When we design a groundwater exploration program in fractured crystalline rocks, we use a systematic approach that integrates three disciplines: geologic reconnaissance, fracture trace analysis, and geophysical exploration. For some sites, optimal drilling targets can be selected on the basis of geologic reconnaissance alone. In other cases, a combination of geologic study and fracture trace analysis is the most cost-effective approach. On some sites, we find that geophysical exploration in conjunction with geologic study and fracture trace analysis is the only way to locate optimal drilling targets.
Researching the geologic setting of a site is the starting point for every groundwater exploration program. Studying available geologic maps and conducting geologic mapping on site give an understanding of the type of rocks in the subsurface, and provide clues as to occurrence and geometric orientation of structural features such as joints, faults and fractures that may serve as conduits for water.
Fracture Trace Analysis
Water-bearing fractures in the underground bedrock represent geologic discontinuities that are commonly expressed in soils and topography at the surface.

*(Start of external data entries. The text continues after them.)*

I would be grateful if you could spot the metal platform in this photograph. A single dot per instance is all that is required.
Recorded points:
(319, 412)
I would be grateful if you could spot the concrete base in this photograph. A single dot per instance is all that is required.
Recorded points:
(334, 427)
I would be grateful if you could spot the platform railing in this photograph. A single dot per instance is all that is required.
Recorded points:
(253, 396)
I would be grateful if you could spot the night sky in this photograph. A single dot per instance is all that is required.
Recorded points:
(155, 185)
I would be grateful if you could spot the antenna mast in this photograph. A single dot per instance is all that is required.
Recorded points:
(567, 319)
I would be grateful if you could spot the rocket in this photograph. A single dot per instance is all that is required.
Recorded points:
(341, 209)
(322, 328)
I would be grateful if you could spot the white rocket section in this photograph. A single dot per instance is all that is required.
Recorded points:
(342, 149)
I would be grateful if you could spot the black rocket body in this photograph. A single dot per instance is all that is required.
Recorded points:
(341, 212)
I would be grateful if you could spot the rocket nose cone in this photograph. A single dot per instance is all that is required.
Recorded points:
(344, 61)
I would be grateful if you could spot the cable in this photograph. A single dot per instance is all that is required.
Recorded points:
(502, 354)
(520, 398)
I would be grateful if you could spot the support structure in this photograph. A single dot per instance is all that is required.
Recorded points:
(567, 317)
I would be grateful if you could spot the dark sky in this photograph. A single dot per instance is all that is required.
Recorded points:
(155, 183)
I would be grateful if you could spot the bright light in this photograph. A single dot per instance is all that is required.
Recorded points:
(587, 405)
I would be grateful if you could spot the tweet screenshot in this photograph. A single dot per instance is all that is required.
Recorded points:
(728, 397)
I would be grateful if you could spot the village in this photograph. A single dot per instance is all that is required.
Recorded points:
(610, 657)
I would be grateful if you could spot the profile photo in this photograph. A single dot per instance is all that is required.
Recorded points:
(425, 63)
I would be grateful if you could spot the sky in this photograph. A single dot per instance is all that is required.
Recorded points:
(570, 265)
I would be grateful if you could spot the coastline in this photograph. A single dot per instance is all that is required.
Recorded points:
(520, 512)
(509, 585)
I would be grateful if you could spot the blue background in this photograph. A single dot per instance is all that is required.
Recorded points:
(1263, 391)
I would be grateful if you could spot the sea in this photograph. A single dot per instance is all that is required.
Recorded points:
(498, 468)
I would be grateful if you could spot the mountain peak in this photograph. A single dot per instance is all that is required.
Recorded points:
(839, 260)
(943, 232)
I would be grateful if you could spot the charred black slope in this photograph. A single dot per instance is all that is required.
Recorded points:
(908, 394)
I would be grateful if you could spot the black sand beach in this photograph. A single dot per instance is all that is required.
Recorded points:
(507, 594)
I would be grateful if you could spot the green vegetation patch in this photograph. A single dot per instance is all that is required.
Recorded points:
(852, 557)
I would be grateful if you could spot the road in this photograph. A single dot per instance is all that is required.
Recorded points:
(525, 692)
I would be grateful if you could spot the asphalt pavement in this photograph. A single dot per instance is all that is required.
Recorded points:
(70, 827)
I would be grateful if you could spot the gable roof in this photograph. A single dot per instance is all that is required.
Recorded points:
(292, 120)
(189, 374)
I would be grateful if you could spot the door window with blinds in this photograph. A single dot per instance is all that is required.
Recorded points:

The traces of these discontinuities manifest themselves as subtle linear features that are visible to the trained eye on aerial photographs and topographic maps. The discipline of fracture trace analysis involves identifying these features on maps and photographs, and conducting statistical analysis to determine possible relationship to known bedrock structural elements such as joints, faults, schistosity and bedding planes.
It is critical to integrate knowledge of the local rock structure with fracture trace analysis in order to achieve success. Some fracture traces relate to elements such as schistosity or bedding planes that are not always favorable to groundwater flow. Other elements, such as those related to joints and faults, are more likely to correlate presence of groundwater, and give favorable drilling targets.
Geophysical exploration involves the use of one or more of several available survey techniques to obtain subsurface data that indicate the presence or absence of groundwater. Technologies are evolving rapidly. At present, the most effective tool for use in crystalline rocks of the southeastern US is a geophysical technology called electrical resistivity survey.